Reputation: 10551
The printed result is -20000000
, which proves that I don't need to synchronize the size()
method. But my understanding is that I should synchronize size()
too. What's the real situation here?
public class Test {
public static void main(String[] args){
Counter c = new Counter();
T1 t1 = new T1(c);
T1 t2 = new T1(c);
t1.start();
t2.start();
try{
t1.join();
t2.join();
} catch (Throwable t) {
}
System.out.println("c=" + c.size());
}
}
class T1 extends Thread{
private Counter c;
public T1(Counter c){
this.c = c;
}
public void run(){
for(int i=0; i<10000000; i++){
c.decrement();
}
}
}
class Counter {
private int c = 0;
public synchronized void increment() {
c++;
}
public synchronized void decrement() {
c--;
}
public int size() {
return c;
}
}
Upvotes: 0
Views: 97
Reputation: 128879
proves that I don't need to synchronize the size() method
Actually, it only proves that your counter can work sometimes. size()

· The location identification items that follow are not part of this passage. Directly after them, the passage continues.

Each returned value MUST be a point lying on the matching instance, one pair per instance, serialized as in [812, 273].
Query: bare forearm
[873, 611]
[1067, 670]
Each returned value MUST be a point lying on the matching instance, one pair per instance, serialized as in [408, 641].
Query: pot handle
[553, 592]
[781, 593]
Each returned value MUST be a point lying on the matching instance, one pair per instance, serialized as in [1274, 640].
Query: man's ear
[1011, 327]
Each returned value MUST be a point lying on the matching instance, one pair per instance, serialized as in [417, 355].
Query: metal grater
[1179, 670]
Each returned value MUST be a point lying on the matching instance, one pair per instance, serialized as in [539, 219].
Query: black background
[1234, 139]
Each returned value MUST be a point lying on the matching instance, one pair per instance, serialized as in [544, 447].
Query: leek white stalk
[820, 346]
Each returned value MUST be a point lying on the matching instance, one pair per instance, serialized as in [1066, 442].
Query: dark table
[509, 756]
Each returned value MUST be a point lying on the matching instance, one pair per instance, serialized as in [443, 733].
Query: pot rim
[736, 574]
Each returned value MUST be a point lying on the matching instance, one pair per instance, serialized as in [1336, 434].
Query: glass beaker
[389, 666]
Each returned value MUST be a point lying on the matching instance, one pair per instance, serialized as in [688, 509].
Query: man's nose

should be synchronized because, basically, the field it accesses could be cached in multiple registers simultaneously, and without any kind of indication that the field is shared among threads, several threads could be working on purely local copies of the same field without ever syncing back to main memory.
The fact that you don't see any problems when you run it is only proof that writing concurrent code in this style is a bad idea.
Upvotes: 0
Reputation: 19682
It does work in your example, because after t1.join()
and t2.join()
, any changes made in t1 and t2 are visible to the main thread.
quoting http://docs.oracle.com/javase/specs/jls/se7/html/jls-17.html#jls-17.4.4
The final action in a thread T1 synchronizes-with any action in another thread T2 that detects that T1 has terminated.
T2 may accomplish this by calling T1.isAlive() or T1.join().
Basically, when a thread starts, it should see all prior changes; after a thread finishes, what it has changed should be visible to others. If thread A starts B, and thread C joins thread B
A B C
|
w1
|
start B --> o
. |
. |
. r1 .
w2 .
| .
| |
o --> join B
|
r2
It's guaranteed that r1 sees w1, r2 sees w2.